Graffiti oder Kunst? Wo verläuft die Grenze im öffentlichen Raum?
Graffiti ist ein Sammelbegriff für visuelle Elemente wie Bilder, Schriftzüge oder Zeichen, die meist mit Spraydosen oder Markern auf Oberflächen im öffentlichen Raum angebracht werden. Das Wort leitet sich historisch vom italienischen graffito (eingeritzte Inschrift) sowie dem Griechischen graphein (schreiben/zeichnen) ab.
Die Wurzeln der modernen Graffiti-Bewegung liegen in den 1970er Jahren in New York City. Was als einfache Signatur-Tags begann, entwickelte sich zu einer eigenständigen künstlerischen Ausdrucksform mit verschiedenen Stilen und Techniken. Heute gelten bestimmte Graffiti-Werke als bedeutende Beiträge zur zeitgenössischen Kunst. Künstler wie Banksy haben mit ihren gesellschaftskritischen Schablonengraffiti weltweite Anerkennung gefunden und die Grenzen zwischen Straßenkunst und etablierter Kunst verwischt.
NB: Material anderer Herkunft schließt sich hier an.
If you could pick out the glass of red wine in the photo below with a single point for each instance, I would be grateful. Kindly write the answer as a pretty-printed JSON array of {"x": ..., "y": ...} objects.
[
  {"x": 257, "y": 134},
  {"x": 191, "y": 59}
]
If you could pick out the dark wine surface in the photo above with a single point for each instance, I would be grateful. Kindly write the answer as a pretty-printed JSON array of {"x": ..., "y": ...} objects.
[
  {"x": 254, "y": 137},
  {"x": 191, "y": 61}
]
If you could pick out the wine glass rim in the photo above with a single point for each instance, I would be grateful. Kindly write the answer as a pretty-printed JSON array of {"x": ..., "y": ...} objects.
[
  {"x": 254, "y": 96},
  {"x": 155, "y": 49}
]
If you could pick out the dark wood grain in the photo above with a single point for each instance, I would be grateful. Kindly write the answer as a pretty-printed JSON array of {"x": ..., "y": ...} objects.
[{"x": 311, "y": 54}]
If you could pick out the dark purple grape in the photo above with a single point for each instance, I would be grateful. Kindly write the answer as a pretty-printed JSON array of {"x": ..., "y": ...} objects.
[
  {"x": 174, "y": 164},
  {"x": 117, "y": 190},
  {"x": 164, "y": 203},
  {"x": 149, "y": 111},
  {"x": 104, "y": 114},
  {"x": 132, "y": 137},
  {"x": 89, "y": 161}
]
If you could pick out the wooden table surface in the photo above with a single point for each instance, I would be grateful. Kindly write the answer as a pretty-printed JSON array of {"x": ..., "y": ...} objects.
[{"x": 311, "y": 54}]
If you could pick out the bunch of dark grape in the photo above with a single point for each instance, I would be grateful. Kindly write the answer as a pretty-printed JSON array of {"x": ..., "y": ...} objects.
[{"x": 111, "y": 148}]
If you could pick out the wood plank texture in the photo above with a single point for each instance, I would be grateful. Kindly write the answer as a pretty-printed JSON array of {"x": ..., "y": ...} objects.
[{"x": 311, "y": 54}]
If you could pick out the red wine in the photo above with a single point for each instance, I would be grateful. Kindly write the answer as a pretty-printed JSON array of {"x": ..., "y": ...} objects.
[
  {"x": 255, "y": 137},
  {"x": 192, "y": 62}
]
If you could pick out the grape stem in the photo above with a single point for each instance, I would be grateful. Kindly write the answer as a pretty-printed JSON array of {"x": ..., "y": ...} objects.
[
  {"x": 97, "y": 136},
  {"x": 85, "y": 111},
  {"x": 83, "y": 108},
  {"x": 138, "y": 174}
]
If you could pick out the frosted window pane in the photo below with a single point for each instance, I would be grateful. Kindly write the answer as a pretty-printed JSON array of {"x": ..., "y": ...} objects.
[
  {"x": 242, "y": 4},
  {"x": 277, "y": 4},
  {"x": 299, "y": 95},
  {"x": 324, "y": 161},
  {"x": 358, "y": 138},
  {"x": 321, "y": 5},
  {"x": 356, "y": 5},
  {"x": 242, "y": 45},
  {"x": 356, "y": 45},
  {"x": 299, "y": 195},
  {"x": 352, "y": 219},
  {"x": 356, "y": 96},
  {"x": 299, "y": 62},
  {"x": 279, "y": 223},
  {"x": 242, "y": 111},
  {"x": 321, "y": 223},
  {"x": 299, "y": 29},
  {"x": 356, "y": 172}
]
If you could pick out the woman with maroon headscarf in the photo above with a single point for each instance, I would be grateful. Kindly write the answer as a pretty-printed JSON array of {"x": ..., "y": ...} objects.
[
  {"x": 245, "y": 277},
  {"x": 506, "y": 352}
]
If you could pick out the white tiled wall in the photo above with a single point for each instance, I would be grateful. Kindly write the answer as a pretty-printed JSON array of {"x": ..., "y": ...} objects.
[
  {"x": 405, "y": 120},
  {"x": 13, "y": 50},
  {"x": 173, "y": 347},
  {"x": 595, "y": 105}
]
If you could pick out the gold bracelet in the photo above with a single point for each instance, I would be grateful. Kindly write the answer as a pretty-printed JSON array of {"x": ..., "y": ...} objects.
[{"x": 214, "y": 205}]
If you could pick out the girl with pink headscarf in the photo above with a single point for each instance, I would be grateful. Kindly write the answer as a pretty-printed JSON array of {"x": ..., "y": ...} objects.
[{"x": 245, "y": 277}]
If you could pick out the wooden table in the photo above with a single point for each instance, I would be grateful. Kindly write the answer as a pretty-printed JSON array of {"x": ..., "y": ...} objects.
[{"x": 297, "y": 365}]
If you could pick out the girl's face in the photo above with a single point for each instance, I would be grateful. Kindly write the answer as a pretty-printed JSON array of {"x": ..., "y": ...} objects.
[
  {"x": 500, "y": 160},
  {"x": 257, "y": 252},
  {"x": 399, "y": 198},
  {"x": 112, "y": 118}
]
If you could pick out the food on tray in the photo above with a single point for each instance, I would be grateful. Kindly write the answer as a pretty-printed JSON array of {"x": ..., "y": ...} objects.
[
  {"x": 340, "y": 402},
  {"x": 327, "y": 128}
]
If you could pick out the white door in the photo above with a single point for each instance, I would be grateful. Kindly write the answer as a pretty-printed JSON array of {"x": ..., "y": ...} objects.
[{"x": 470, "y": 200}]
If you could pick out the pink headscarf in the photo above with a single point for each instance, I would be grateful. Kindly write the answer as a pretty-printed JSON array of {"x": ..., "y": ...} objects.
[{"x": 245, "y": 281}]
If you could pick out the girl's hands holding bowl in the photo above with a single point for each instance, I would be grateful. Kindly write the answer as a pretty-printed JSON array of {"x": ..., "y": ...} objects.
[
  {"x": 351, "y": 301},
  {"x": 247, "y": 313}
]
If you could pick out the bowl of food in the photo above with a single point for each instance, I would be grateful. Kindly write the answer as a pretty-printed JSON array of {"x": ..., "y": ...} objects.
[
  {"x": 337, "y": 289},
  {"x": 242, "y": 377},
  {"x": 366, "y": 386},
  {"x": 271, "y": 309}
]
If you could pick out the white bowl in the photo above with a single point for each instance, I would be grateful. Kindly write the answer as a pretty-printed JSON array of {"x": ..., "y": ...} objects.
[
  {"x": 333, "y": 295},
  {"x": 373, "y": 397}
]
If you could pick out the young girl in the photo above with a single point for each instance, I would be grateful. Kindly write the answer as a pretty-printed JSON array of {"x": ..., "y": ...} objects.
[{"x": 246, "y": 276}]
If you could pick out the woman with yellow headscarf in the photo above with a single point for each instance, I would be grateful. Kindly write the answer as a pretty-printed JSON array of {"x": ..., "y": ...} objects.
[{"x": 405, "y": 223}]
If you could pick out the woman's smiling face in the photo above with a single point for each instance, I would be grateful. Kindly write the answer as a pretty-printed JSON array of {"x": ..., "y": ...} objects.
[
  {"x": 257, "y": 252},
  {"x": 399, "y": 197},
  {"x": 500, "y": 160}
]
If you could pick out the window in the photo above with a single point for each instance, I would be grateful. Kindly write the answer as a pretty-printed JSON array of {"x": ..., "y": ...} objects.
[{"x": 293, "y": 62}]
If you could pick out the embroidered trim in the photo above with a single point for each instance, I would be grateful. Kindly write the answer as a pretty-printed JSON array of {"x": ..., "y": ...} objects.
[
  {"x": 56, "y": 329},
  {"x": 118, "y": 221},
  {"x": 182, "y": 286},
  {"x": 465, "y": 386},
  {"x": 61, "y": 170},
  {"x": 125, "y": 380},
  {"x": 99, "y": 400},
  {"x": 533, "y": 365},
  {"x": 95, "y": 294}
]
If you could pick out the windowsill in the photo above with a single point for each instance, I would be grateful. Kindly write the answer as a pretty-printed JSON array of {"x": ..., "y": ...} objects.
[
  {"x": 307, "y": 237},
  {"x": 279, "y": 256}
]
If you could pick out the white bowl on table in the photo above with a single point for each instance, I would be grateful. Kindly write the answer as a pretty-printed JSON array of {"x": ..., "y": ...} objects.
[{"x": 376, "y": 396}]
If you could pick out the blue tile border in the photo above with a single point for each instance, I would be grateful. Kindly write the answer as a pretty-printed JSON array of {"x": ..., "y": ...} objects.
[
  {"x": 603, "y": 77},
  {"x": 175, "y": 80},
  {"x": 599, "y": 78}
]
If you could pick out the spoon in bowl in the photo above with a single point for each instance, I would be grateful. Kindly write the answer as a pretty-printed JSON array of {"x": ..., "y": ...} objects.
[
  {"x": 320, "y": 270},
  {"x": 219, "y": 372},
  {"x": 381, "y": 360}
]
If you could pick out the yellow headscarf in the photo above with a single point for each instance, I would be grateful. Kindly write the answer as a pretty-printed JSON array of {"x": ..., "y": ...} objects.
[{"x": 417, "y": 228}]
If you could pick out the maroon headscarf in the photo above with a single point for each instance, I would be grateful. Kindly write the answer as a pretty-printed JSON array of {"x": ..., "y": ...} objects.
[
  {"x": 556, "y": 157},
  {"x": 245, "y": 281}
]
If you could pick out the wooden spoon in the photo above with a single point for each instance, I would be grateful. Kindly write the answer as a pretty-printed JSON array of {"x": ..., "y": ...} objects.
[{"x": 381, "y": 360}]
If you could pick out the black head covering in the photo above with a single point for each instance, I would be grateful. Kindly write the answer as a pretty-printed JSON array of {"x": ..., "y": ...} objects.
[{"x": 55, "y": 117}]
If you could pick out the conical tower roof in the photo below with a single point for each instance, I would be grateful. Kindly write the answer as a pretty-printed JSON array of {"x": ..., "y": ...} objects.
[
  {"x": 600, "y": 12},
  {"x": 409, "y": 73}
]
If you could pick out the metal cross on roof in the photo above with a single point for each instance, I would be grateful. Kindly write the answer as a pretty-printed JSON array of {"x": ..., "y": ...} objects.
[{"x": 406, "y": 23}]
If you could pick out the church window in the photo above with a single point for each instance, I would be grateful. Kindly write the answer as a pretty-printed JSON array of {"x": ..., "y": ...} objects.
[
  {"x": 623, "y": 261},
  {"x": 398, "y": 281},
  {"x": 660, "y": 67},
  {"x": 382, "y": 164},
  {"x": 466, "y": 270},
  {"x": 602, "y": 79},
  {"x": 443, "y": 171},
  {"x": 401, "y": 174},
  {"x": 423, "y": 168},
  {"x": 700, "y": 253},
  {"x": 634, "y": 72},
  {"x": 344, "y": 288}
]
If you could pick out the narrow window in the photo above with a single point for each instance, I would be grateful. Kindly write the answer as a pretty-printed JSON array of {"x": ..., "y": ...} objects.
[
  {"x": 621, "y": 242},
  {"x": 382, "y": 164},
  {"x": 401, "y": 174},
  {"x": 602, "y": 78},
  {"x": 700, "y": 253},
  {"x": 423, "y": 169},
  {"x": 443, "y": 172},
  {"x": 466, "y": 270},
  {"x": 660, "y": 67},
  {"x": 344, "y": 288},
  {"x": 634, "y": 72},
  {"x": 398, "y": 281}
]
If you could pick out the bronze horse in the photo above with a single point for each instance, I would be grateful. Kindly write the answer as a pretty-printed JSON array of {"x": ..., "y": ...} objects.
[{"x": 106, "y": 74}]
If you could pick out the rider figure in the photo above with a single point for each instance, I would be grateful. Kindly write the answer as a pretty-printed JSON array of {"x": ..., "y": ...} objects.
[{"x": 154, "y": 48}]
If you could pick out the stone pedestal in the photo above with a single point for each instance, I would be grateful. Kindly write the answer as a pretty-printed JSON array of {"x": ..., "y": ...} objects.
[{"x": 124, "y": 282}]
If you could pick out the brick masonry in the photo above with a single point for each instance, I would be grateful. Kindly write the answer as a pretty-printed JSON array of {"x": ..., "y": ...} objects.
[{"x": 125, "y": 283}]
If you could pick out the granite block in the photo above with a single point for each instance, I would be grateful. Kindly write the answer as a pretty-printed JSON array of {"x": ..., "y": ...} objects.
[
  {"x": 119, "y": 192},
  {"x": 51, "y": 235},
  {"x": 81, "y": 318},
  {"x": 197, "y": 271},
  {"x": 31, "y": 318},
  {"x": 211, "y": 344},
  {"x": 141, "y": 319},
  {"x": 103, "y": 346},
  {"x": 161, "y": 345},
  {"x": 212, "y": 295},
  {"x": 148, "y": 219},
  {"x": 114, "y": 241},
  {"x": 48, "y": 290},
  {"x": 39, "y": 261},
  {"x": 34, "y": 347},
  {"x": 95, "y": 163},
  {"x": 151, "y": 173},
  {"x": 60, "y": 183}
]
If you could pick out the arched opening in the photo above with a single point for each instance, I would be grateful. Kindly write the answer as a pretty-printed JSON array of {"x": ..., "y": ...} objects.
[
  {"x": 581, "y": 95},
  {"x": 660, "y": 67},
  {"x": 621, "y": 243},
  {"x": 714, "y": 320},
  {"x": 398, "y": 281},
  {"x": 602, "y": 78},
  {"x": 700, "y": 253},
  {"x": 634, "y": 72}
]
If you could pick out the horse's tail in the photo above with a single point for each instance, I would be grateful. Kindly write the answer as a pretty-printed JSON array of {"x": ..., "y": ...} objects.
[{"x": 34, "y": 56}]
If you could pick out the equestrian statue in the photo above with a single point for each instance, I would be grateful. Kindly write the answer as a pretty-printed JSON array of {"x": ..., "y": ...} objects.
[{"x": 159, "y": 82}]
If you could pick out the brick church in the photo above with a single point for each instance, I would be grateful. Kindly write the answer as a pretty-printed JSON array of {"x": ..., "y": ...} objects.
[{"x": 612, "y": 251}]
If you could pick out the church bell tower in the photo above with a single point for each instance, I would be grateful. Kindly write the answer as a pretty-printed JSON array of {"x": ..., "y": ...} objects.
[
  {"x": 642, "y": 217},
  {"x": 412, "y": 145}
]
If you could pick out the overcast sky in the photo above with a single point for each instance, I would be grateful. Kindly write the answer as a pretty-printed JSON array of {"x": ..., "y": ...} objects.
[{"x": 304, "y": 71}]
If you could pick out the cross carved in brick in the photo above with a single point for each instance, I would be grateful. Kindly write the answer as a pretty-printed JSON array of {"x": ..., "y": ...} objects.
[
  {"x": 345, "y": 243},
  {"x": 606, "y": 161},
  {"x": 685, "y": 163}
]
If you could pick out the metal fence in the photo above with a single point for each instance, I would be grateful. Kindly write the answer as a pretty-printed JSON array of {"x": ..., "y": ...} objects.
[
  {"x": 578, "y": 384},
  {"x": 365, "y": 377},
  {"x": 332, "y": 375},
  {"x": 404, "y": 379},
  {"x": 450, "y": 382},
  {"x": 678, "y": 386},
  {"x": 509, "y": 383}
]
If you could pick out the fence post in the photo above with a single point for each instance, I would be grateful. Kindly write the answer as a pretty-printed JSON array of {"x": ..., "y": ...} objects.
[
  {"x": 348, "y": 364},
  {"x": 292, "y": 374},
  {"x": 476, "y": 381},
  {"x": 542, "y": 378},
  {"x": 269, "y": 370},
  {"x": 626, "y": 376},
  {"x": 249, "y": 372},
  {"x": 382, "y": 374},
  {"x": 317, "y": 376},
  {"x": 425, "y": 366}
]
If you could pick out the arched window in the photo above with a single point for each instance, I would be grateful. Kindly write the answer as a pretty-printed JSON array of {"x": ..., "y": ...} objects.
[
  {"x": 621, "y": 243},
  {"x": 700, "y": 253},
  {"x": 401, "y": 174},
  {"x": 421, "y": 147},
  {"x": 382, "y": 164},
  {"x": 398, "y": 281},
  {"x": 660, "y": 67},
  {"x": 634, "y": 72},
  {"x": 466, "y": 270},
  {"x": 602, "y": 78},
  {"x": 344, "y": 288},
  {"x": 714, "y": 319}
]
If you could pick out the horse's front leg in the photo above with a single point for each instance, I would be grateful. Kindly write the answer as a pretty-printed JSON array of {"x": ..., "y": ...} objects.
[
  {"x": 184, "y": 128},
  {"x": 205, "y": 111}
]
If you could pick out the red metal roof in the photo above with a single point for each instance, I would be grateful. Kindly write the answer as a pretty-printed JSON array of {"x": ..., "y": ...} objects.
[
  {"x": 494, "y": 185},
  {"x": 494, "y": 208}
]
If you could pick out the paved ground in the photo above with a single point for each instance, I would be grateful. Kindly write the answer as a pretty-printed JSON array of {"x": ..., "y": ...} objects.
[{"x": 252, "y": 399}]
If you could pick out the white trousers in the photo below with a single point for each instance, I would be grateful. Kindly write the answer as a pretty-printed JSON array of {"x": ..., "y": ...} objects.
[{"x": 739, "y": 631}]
Banksy verkörpert das Paradoxon der Graffiti-Kunst besonders eindrücklich. Seine Werke entstehen anonym und unentgeltlich, gehen aber für astronomische Summen über die Ladentheke. Das Werk „Girl with Balloon“ erzielte bei Auktionen Millionenbeträge, obwohl es ursprünglich als illegales Graffito an Londoner Wänden entstand. Diese Kommerzialisierung zeigt, wie sich die Wahrnehmung gewandelt hat: Was gestern als Vandalismus galt, kann morgen als wertvolles Kunstwerk gehandelt werden. Banksys Schablonentechnik und sozialkritische Botschaften demonstrieren das künstlerische Potenzial der Szene.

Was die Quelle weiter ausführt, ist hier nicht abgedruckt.